Négociations fédérales : l’option du "reboot" à nouveau en échec à cause du CD & V

Les téléphones ont chauffé toute la journée de jeudi, dans les états-majors des partis politiques occupés sur le front fédéral. Dès le matin, bruissaient des bruits sur une "accélération" soudaine de la mission royale du duo Sabine Laruelle/Patrick Dewael. Certains optimistes évoquaient même un passage par le Palais royal pour changer les termes de la mission. Et puis patatras, le CD & V a brisé ce nouveau scénario de sortie de crise, ce "reboot".

C’est quoi le "reboot" ?

On vous en avait parlé il y a quasi un mois, lors de la mission de Koen Geens. Le "reboot" (redémarrage en anglais), c’est un remix de la "coalition Vivaldi", un terme – imaginé au MR - qui ne passe guère en Flandre. Le "reboot", c’est partir du gouvernement fédéral actuel (MR, Open VLD, CD & V) auquel se greffent plusieurs partis (les familles socialistes et écologistes) pour former un nouveau gouvernement, avec un nouveau programme. Ce "reboot" bénéficierait d’une majorité au Parlement, de quoi donc repartir de plus belle jusqu’à la fin de la législature.
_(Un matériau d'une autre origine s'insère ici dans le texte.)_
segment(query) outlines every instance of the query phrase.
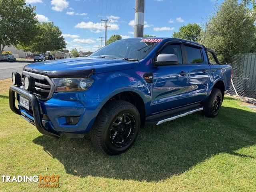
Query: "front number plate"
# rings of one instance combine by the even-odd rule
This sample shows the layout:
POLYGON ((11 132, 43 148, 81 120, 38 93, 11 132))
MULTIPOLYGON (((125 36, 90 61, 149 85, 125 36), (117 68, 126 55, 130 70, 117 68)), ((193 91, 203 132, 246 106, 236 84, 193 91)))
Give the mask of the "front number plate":
POLYGON ((20 96, 20 104, 25 108, 29 110, 29 100, 20 96))

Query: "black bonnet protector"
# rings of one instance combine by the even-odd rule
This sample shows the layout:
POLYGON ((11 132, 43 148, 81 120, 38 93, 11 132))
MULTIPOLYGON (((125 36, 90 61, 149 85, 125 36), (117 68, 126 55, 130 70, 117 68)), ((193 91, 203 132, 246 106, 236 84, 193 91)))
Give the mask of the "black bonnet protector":
POLYGON ((46 75, 50 78, 88 78, 95 73, 95 69, 70 71, 46 71, 24 67, 23 70, 46 75))

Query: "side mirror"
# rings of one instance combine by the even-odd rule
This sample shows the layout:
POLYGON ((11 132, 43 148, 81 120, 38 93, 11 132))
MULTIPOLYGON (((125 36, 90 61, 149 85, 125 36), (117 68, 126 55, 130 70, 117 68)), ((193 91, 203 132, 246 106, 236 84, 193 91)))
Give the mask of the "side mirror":
POLYGON ((156 66, 177 65, 178 57, 174 54, 162 53, 157 56, 156 61, 154 62, 156 66))

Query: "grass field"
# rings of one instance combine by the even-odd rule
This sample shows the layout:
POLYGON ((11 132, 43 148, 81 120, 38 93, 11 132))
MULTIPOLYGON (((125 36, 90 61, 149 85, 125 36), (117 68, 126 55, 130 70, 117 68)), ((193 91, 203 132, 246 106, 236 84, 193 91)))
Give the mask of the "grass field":
POLYGON ((0 178, 0 191, 256 191, 256 113, 238 100, 226 97, 214 118, 146 126, 130 150, 110 156, 88 137, 41 134, 9 109, 10 82, 0 81, 0 174, 60 175, 60 187, 0 178))

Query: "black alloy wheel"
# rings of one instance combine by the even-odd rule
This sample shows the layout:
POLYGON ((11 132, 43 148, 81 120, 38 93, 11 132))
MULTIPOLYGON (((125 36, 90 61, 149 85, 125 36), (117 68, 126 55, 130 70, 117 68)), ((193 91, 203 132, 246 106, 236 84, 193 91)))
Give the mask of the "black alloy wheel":
POLYGON ((109 132, 110 141, 114 146, 122 147, 130 143, 134 134, 135 121, 130 113, 124 112, 117 116, 109 132))
POLYGON ((106 154, 117 155, 134 143, 140 126, 140 113, 127 101, 109 102, 99 113, 90 132, 94 146, 106 154))

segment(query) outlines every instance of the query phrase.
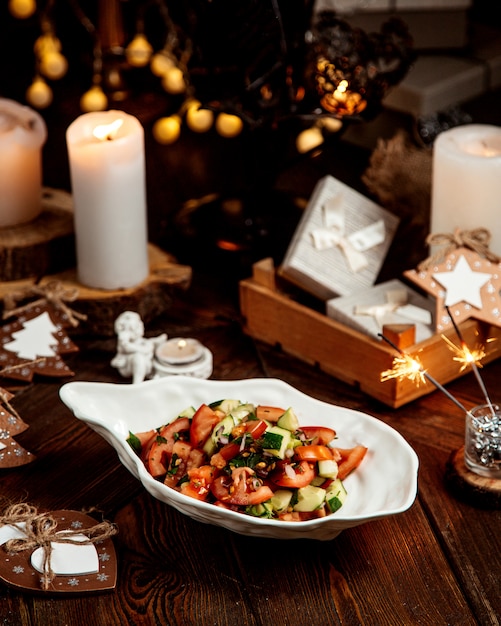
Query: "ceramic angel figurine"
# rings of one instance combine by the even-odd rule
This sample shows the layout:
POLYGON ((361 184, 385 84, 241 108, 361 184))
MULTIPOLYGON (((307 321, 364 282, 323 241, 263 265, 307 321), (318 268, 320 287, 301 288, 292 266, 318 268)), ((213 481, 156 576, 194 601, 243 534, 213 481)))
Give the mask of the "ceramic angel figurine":
POLYGON ((144 337, 143 321, 134 311, 125 311, 117 317, 115 332, 118 336, 117 353, 111 365, 122 376, 132 376, 133 383, 142 382, 151 374, 155 349, 167 339, 167 335, 144 337))

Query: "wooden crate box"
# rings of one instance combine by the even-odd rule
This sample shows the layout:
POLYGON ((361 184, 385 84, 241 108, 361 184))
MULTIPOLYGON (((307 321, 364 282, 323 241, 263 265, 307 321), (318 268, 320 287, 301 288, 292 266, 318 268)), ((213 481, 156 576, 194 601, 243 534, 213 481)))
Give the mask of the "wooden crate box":
MULTIPOLYGON (((254 264, 252 277, 240 281, 239 292, 248 335, 357 385, 390 407, 397 408, 436 389, 428 381, 420 385, 407 379, 381 382, 381 373, 391 369, 396 351, 384 341, 340 324, 278 289, 271 259, 254 264)), ((501 356, 500 328, 472 319, 461 324, 460 331, 470 348, 483 344, 483 364, 501 356), (485 343, 487 339, 496 341, 485 343)), ((446 336, 458 344, 454 331, 446 336)), ((469 371, 459 371, 460 366, 440 335, 415 344, 407 352, 419 356, 426 371, 441 385, 469 371)))

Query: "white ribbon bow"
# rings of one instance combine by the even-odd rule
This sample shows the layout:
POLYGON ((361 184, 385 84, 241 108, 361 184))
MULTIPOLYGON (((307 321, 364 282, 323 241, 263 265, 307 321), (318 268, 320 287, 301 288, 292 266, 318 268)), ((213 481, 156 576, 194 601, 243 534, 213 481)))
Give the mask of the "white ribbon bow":
POLYGON ((415 304, 408 304, 406 289, 391 289, 386 292, 386 302, 384 304, 357 305, 354 313, 355 315, 370 315, 376 320, 380 329, 383 327, 384 318, 388 313, 396 313, 411 322, 431 324, 431 313, 429 311, 415 304))
POLYGON ((345 214, 342 193, 330 198, 322 206, 322 228, 312 231, 313 245, 317 250, 338 246, 352 272, 359 272, 369 265, 364 252, 383 243, 386 237, 384 220, 380 219, 365 228, 345 236, 345 214))

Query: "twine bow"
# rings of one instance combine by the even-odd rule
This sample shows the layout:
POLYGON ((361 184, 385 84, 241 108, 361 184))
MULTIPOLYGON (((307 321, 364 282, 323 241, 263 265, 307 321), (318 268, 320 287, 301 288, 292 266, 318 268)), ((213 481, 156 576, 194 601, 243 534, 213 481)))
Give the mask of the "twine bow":
POLYGON ((405 317, 410 322, 431 324, 431 313, 415 304, 409 304, 406 289, 393 289, 386 292, 384 304, 372 304, 368 306, 357 305, 355 315, 368 315, 374 318, 377 325, 382 328, 385 316, 395 313, 405 317))
POLYGON ((346 235, 345 214, 341 200, 342 194, 338 194, 325 202, 322 207, 324 225, 322 228, 313 230, 311 237, 317 250, 338 246, 350 269, 353 272, 359 272, 369 265, 364 252, 385 240, 385 225, 383 220, 378 220, 346 235))
POLYGON ((486 228, 475 228, 473 230, 460 230, 456 228, 453 233, 435 233, 426 238, 429 246, 443 246, 418 265, 419 271, 425 271, 430 266, 442 262, 451 252, 458 248, 468 248, 479 256, 499 263, 501 257, 489 250, 491 233, 486 228))
POLYGON ((40 580, 42 589, 47 591, 55 577, 51 567, 51 555, 53 543, 71 543, 73 545, 88 545, 109 539, 118 532, 115 524, 100 522, 90 528, 67 529, 57 531, 57 521, 49 513, 38 513, 37 509, 30 504, 13 504, 0 516, 0 526, 3 524, 24 524, 22 529, 25 537, 9 539, 5 542, 4 549, 11 554, 24 552, 24 550, 43 549, 43 574, 40 580), (87 536, 82 541, 81 536, 87 536), (78 538, 76 536, 78 535, 78 538))
POLYGON ((76 287, 68 289, 58 280, 51 280, 45 285, 31 285, 26 289, 4 296, 3 319, 19 315, 33 306, 48 302, 58 311, 62 311, 72 326, 78 326, 79 320, 86 320, 87 316, 71 309, 66 304, 66 302, 73 302, 77 297, 78 289, 76 287), (38 300, 17 307, 18 301, 36 296, 40 296, 38 300))

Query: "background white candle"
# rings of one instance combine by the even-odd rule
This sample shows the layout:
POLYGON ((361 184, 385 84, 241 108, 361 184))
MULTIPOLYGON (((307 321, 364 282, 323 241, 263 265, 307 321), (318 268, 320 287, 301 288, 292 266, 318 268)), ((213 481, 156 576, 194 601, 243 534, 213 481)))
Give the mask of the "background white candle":
POLYGON ((0 226, 30 222, 42 210, 42 117, 0 98, 0 226))
POLYGON ((431 232, 487 228, 501 255, 501 128, 467 124, 440 133, 433 147, 431 232))
POLYGON ((143 127, 123 111, 86 113, 68 127, 66 142, 79 281, 138 285, 149 272, 143 127), (104 138, 96 137, 103 126, 104 138))

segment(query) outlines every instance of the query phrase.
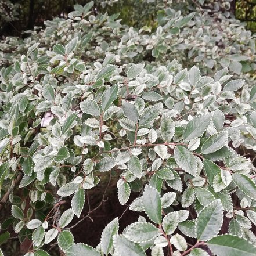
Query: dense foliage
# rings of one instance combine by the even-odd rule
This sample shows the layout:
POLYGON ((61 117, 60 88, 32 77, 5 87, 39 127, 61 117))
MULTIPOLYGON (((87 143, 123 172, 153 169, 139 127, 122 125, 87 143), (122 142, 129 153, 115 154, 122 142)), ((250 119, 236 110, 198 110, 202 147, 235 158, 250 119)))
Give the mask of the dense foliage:
POLYGON ((229 1, 204 2, 158 1, 140 29, 76 5, 0 42, 0 243, 14 230, 26 256, 256 255, 255 37, 229 1), (113 180, 138 221, 77 243, 113 180))

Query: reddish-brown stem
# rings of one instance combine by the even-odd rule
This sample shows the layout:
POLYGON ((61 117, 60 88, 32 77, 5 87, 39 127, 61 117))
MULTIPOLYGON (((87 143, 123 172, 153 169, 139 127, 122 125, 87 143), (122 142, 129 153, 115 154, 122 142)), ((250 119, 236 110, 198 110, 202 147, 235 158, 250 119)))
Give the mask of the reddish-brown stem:
POLYGON ((164 236, 165 239, 167 240, 168 247, 169 250, 171 253, 171 256, 172 256, 172 245, 171 244, 171 242, 170 241, 169 237, 164 232, 164 229, 163 229, 163 227, 162 227, 161 224, 159 224, 159 228, 160 229, 160 231, 162 233, 163 235, 164 236))
POLYGON ((101 114, 100 116, 100 135, 99 135, 100 140, 102 140, 102 122, 103 122, 102 116, 103 116, 103 114, 101 114))
POLYGON ((205 244, 205 243, 203 242, 203 241, 197 243, 196 244, 193 245, 189 249, 188 249, 186 251, 184 251, 184 253, 183 253, 181 255, 181 256, 185 256, 185 255, 187 255, 193 249, 194 249, 195 248, 198 247, 199 246, 201 246, 201 245, 204 244, 205 244))
POLYGON ((136 131, 135 131, 135 136, 134 137, 134 145, 136 145, 136 142, 137 141, 137 132, 138 132, 138 128, 139 128, 139 125, 138 124, 138 122, 137 122, 136 124, 136 131))

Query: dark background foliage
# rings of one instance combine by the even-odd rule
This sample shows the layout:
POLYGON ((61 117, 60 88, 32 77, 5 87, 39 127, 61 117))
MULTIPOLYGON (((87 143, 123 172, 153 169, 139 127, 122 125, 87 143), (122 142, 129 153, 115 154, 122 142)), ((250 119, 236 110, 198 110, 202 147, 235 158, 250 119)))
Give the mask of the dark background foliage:
MULTIPOLYGON (((186 1, 191 2, 192 5, 195 6, 197 4, 193 0, 186 1)), ((2 15, 1 18, 0 35, 22 35, 26 37, 23 31, 33 29, 34 26, 44 26, 45 20, 51 20, 53 17, 64 17, 73 10, 74 4, 84 5, 88 2, 88 0, 0 1, 0 8, 2 8, 6 15, 5 17, 2 15)), ((96 8, 94 11, 96 14, 103 8, 102 1, 95 2, 96 8)), ((104 8, 104 11, 107 11, 110 15, 120 12, 122 23, 130 26, 140 27, 142 25, 152 27, 157 15, 155 2, 149 3, 149 5, 145 0, 121 0, 111 5, 107 5, 104 8)), ((179 10, 186 8, 182 1, 174 1, 174 5, 179 5, 177 6, 179 10)), ((232 0, 230 5, 231 10, 235 17, 246 22, 248 29, 255 31, 256 0, 232 0)))

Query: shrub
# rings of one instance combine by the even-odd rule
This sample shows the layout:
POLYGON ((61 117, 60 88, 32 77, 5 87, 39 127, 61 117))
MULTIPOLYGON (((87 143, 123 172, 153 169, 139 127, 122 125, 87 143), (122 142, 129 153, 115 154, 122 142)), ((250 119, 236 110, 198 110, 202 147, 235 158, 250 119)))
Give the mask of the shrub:
MULTIPOLYGON (((230 48, 217 47, 200 72, 181 43, 210 16, 167 4, 151 33, 95 16, 92 6, 1 44, 0 207, 12 214, 2 241, 12 225, 21 243, 32 241, 26 256, 49 255, 49 244, 76 256, 255 255, 256 88, 232 67, 253 68, 253 38, 237 26, 250 40, 240 48, 222 37, 230 48), (225 52, 230 62, 216 71, 225 52), (183 66, 171 61, 179 56, 183 66), (75 243, 73 228, 104 203, 115 177, 138 221, 119 230, 117 216, 95 248, 75 243), (100 182, 100 203, 82 214, 100 182)), ((207 31, 200 40, 213 37, 207 31)))

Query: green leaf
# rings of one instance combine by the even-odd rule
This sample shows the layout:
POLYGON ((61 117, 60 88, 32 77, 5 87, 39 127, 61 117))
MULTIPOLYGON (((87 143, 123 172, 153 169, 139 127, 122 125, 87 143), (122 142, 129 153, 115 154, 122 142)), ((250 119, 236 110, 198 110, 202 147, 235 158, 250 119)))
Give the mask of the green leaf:
POLYGON ((159 235, 159 230, 148 222, 135 222, 128 226, 124 236, 134 243, 143 243, 155 239, 159 235))
POLYGON ((86 99, 80 103, 81 110, 92 116, 99 116, 100 114, 99 106, 95 100, 86 99))
POLYGON ((179 214, 177 211, 168 213, 163 219, 163 228, 167 235, 175 231, 179 223, 179 214))
POLYGON ((85 196, 84 194, 84 189, 80 188, 74 194, 72 199, 71 206, 74 213, 79 218, 84 208, 85 196))
POLYGON ((204 157, 212 161, 220 161, 233 156, 234 151, 230 147, 223 147, 221 149, 210 154, 204 154, 204 157))
POLYGON ((254 211, 248 210, 246 211, 246 214, 247 214, 247 217, 251 222, 256 225, 256 212, 254 211))
POLYGON ((43 96, 50 102, 54 102, 55 91, 53 87, 49 84, 45 85, 43 90, 43 96))
POLYGON ((28 103, 27 97, 24 96, 19 102, 19 107, 21 112, 24 112, 28 103))
POLYGON ((127 78, 134 78, 140 74, 144 68, 144 64, 137 64, 131 67, 127 71, 127 78))
POLYGON ((94 248, 82 243, 73 244, 66 254, 67 256, 100 256, 94 248))
POLYGON ((26 175, 31 176, 32 175, 32 163, 31 157, 28 157, 22 164, 22 170, 26 175))
POLYGON ((32 241, 36 246, 39 246, 45 236, 45 230, 42 226, 37 228, 32 235, 32 241))
POLYGON ((151 256, 164 256, 163 248, 156 245, 151 250, 151 256))
POLYGON ((173 244, 179 251, 186 251, 188 245, 185 239, 179 234, 172 236, 170 243, 173 244))
POLYGON ((56 45, 53 46, 53 52, 56 54, 65 55, 65 48, 62 45, 56 45))
POLYGON ((61 186, 57 192, 57 194, 60 196, 68 196, 74 194, 77 189, 78 185, 73 182, 67 183, 61 186))
POLYGON ((203 135, 210 125, 211 114, 199 116, 190 120, 184 129, 183 138, 184 141, 189 141, 203 135))
POLYGON ((212 116, 212 122, 217 131, 219 131, 223 127, 225 122, 225 116, 219 109, 216 110, 212 116))
POLYGON ((118 218, 116 218, 104 229, 100 239, 101 248, 106 255, 108 255, 113 247, 113 238, 118 232, 118 218))
POLYGON ((207 159, 204 160, 203 164, 208 181, 212 186, 214 177, 221 173, 221 168, 214 163, 207 159))
POLYGON ((223 88, 223 91, 226 92, 227 91, 230 91, 231 92, 235 92, 242 87, 244 84, 244 80, 243 79, 237 79, 230 81, 225 85, 223 88))
POLYGON ((233 219, 231 220, 229 226, 229 233, 236 236, 240 236, 241 233, 241 229, 238 221, 233 219))
POLYGON ((22 210, 17 205, 12 205, 12 215, 16 219, 23 219, 24 214, 22 210))
POLYGON ((170 142, 175 132, 175 124, 167 114, 163 114, 161 118, 160 132, 164 142, 170 142))
POLYGON ((29 229, 34 229, 38 228, 42 225, 42 222, 39 219, 31 219, 27 224, 27 228, 29 229))
POLYGON ((219 233, 223 223, 223 208, 217 199, 199 214, 196 221, 196 236, 201 241, 207 241, 219 233))
POLYGON ((34 252, 34 256, 50 256, 50 254, 44 250, 38 250, 34 252))
POLYGON ((49 244, 57 236, 59 232, 57 229, 49 229, 45 233, 45 244, 49 244))
POLYGON ((211 77, 201 77, 199 79, 199 81, 196 85, 196 88, 199 89, 209 85, 211 84, 214 84, 215 81, 211 77))
MULTIPOLYGON (((116 164, 122 164, 127 163, 130 159, 130 154, 128 153, 120 153, 116 158, 116 164)), ((128 167, 129 168, 129 167, 128 167)))
POLYGON ((176 193, 175 192, 165 193, 162 197, 161 201, 163 208, 167 208, 174 202, 176 199, 176 193))
POLYGON ((146 185, 142 196, 142 202, 149 218, 154 222, 161 222, 161 197, 157 190, 150 186, 146 185))
POLYGON ((6 243, 10 238, 10 233, 8 232, 8 231, 6 231, 6 232, 0 235, 0 245, 6 243))
POLYGON ((174 171, 170 168, 163 168, 156 172, 158 178, 164 180, 174 179, 174 171))
POLYGON ((114 236, 114 246, 118 255, 129 256, 146 256, 142 248, 135 243, 129 241, 123 235, 114 236))
POLYGON ((181 181, 179 174, 175 171, 173 171, 174 179, 166 180, 168 185, 176 190, 182 192, 182 182, 181 181))
POLYGON ((191 12, 188 15, 179 19, 175 23, 175 26, 178 27, 182 27, 190 21, 194 16, 194 12, 191 12))
POLYGON ((102 159, 96 165, 95 168, 100 172, 106 172, 116 165, 116 159, 114 157, 107 157, 102 159))
POLYGON ((55 156, 55 161, 56 162, 61 162, 69 157, 68 150, 66 147, 62 147, 59 149, 57 155, 55 156))
POLYGON ((76 113, 73 113, 67 117, 67 119, 64 121, 63 125, 62 126, 62 134, 65 134, 69 129, 73 127, 74 121, 77 118, 77 114, 76 113))
POLYGON ((116 68, 117 66, 115 65, 106 66, 99 73, 97 76, 97 80, 109 78, 113 75, 116 68))
POLYGON ((195 188, 196 196, 199 203, 203 206, 207 206, 214 201, 214 197, 208 190, 202 188, 195 188))
POLYGON ((142 168, 139 159, 135 156, 132 156, 128 161, 128 167, 129 171, 131 172, 137 178, 140 178, 142 176, 142 168))
POLYGON ((214 254, 221 256, 256 255, 256 247, 244 239, 231 235, 212 238, 207 245, 214 254))
POLYGON ((102 108, 103 111, 106 110, 112 102, 117 98, 118 85, 111 86, 104 92, 102 98, 102 108))
POLYGON ((60 228, 63 228, 67 226, 74 217, 74 211, 73 209, 66 210, 62 215, 59 221, 60 228))
POLYGON ((126 118, 119 119, 119 124, 124 129, 127 131, 134 131, 136 129, 135 123, 132 121, 126 118))
MULTIPOLYGON (((165 145, 155 146, 154 147, 154 150, 162 159, 166 159, 168 157, 168 148, 167 146, 165 145)), ((153 166, 152 168, 153 169, 153 166)))
POLYGON ((193 249, 188 256, 208 256, 209 254, 204 250, 200 248, 193 249))
POLYGON ((129 199, 131 194, 131 187, 127 182, 124 182, 118 188, 117 197, 120 204, 123 205, 129 199))
POLYGON ((189 70, 188 78, 191 85, 194 87, 200 78, 200 71, 197 67, 193 66, 192 68, 189 70))
POLYGON ((123 100, 122 102, 122 109, 125 117, 135 123, 139 120, 139 112, 135 105, 123 100))
POLYGON ((139 121, 139 125, 147 124, 157 117, 163 109, 163 104, 158 104, 146 108, 142 113, 139 121))
POLYGON ((69 230, 62 231, 59 234, 57 242, 60 248, 66 253, 74 243, 72 233, 69 230))
POLYGON ((186 208, 190 206, 196 198, 196 194, 194 193, 194 188, 189 186, 182 194, 181 198, 181 205, 182 207, 186 208))
POLYGON ((219 132, 209 137, 201 149, 202 154, 210 154, 221 149, 228 143, 228 133, 219 132))
POLYGON ((142 99, 148 102, 158 102, 163 99, 162 96, 156 92, 146 92, 141 96, 142 99))
POLYGON ((244 174, 233 174, 232 179, 236 186, 250 198, 256 200, 256 185, 244 174))
POLYGON ((179 229, 189 237, 196 237, 196 229, 194 221, 185 221, 179 222, 178 225, 179 229))
POLYGON ((178 145, 174 149, 174 157, 179 167, 193 176, 196 176, 197 162, 191 151, 178 145))
POLYGON ((75 37, 72 39, 68 44, 65 46, 66 52, 67 54, 70 54, 71 52, 75 50, 78 44, 78 37, 75 37))
POLYGON ((187 74, 188 74, 188 70, 186 68, 180 71, 174 77, 174 83, 175 84, 179 84, 187 76, 187 74))

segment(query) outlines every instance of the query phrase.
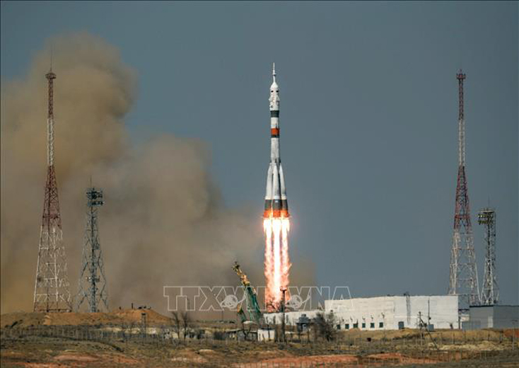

Ce scénario avait fait long feu en février. Remis sur la table par le duo Laruelle/Dewael, un certain vent d’optimisme a soufflé ce jeudi, dans la plupart des partis pressentis pour composer la coalition "reboot". Le duo royal a formalisé sa méthode de travail en proposant 4 gros paquets : le budget, le coronavirus, l’institutionnel et l’éthique.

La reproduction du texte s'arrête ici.